Of course it may not be this at all but that is my experience of young people using chat rooms in a way which might be risky.

DontCareAboutYourShoes · 25/04/2014 15:14

They may not be currently involved but history means in the past.

She could have said something at school that has been flagged up anyway.

BuzzardBird · 25/04/2014 15:17

Fingers crossed for you OP that it isn't anything too upsetting and it can be nipped in the bud now.

bochead · 25/04/2014 15:24

Identity theft is a real issue online nowadays - that was my first thought OP. The reason for their visit may have nothing to do with your parenting at all!

She could be being groomed by someone using a computer off your home premises such as during lunch time clubs at school. Or worse other children could be using social media to plan something horrid for her - bullying goes further than name calling nowadays. (You don't have to use facebook for others to use it to talk ABOUT you!). It may be the adult relative of another pupil is stalking her & using technology to do so. Bad things happen to good people. Secure chat rooms designed for kids can get hacked by the unscrupulous.
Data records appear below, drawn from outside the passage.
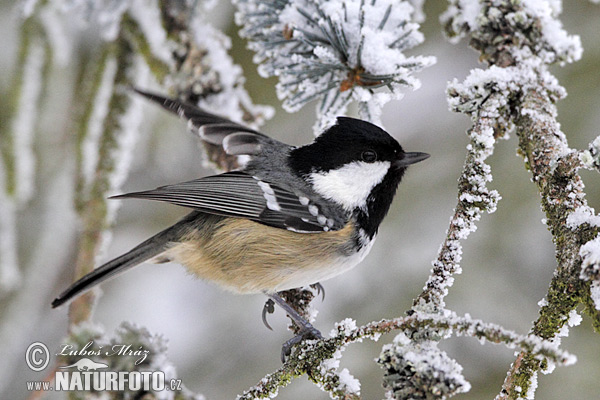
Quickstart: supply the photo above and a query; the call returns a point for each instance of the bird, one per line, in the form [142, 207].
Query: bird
[286, 217]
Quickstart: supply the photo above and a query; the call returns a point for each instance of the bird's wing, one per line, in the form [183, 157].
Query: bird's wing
[235, 139]
[237, 194]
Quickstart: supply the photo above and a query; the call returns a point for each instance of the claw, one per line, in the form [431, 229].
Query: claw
[306, 330]
[268, 308]
[320, 290]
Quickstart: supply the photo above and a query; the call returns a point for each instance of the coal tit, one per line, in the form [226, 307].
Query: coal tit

Don't assume SS are coming to judge you, they may be coming to show you how to protect your child from a situation that you could have NO way of knowing about. A good SS department should be doing a lot more than just the sort CP protection work the media seizes on - they sort out equipment and respite for disabled children where there are no issues with parenting to name just one example of what I mean.

It's a VERY strange world out there nowadays - keep an open mind when you answer the door to them please. Be prepared to work with them in the best interests of your child.

Star8369 · 25/04/2014 16:41

the social worker rang ten minutes before she was supposed to be here to cancel and has rearranged for Tuesday

OP posts:
Canthisonebeused · 25/04/2014 16:47

I wouldn't be too happy about that if I were you did you insist on finding out the details of the concern?

HavannaSlife · 25/04/2014 16:51

Did you not ask them what it was about?